Sure, it was disobedient. Yet disobedience never seemed an adequate explanation to me. God created us with free will. He had to know what that entailed — if you give someone a choice, he or she is bound to choose incorrectly, at least sometimes. Why punish humankind for the gift that defines us? The punishment is simply not proportional to the crime.

So here’s what makes sense to me: The Original Sin was not disobedience; it was selfishness. It was that instinct in all of us that says, “You can’t tell me what to do. I know better. I’m going to do what I want to do and damn the consequences.” It is a shade darker than simple disobedience; it is the same itch that overwhelms a child who sees another child with a desirable new toy: I want that. I will take that. It doesn’t matter what he feels; it only matters what I feel. It’s the way sociopaths live their lives.

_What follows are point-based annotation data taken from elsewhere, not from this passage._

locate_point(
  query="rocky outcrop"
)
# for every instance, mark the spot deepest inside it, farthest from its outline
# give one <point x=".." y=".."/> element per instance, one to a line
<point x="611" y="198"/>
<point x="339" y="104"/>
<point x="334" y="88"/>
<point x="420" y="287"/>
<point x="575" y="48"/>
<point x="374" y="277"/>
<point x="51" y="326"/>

It is the worst of us.

The opposite, of course, is unselfishness — the giving, altruistic spirit of sharing, of making sure everyone has a part and is cared for equally. Jesus embodied it, including everyone, rich and poor, male and female, equally into His circle of love. We have the chance to embody it too, when we decide whether to stretch out a hand to those in need or “stick to our own kind” and “take care of number one.”

I don’t believe that the stain of Original Sin washes away entirely with baptism. Its shadow remains. We can grow it or curtail it based on our openness and willingness to live our lives in the ways of love, mercy and justice. This means accepting all people, no matter what their race, creed, religion or sexual preference. It means an equitable allotment of goods and resources. It means getting over our petty grievances with one another and realizing that Original Sin is original to us all. We are forever connected. What we do with that knowledge is the ultimate test.